The result halted Leeds’ momentum and was followed by a spectacular collapse as defeats in their next three fixtures confirmed relegation, meaning Everton finished six points clear of the bottom three. With Martyn between the posts, they conceded 22 fewer goals than Leeds. During the draw with Everton, the Kop chanted, ‘Nigel, give us a goal,’ because it felt like the only way Leeds were going to score past him. The frustration wasn’t a joke, but we couldn’t get angry at the opposition goalkeeper when he was Nigel Martyn.

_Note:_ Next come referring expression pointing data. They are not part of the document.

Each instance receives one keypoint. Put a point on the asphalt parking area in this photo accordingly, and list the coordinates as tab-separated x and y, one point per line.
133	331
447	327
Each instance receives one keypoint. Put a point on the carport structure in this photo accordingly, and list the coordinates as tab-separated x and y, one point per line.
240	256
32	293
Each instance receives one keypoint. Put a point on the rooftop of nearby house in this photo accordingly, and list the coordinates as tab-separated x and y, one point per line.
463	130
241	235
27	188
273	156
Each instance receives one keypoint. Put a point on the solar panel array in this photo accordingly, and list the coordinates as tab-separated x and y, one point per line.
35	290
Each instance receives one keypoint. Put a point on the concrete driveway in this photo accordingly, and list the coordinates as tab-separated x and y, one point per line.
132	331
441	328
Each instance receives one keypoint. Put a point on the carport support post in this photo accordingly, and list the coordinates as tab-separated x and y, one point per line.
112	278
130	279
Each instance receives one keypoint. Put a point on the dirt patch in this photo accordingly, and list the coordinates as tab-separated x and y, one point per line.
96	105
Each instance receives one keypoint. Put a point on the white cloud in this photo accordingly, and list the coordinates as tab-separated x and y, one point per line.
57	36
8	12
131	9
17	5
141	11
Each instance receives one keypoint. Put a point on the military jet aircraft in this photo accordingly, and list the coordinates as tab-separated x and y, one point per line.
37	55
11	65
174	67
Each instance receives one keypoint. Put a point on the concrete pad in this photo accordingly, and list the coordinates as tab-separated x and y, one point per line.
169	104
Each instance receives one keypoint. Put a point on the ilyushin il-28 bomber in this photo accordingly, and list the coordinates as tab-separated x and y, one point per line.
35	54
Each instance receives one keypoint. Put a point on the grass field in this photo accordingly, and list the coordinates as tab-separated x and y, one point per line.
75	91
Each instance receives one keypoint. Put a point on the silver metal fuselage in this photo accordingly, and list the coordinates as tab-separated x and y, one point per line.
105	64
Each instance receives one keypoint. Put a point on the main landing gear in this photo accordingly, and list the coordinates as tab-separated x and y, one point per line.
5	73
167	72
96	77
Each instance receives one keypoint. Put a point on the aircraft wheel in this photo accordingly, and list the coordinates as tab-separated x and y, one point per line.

“I’m forever thankful for that [reception], that was one of those brilliant moments in sport,” he says. “It’s purely personal to me and you guys as supporters because it’s not to any other player. That reception will stay with me forever, it was incredible.

“The sad thing was I’m playing and staying up with an Everton team who, in all honesty, weren’t as good as the side that I’d left at Leeds, but Leeds go down. That was the only disappointing thing in the whole thing for me. I think had Leeds stayed up as well I’d have been happier with that situation.”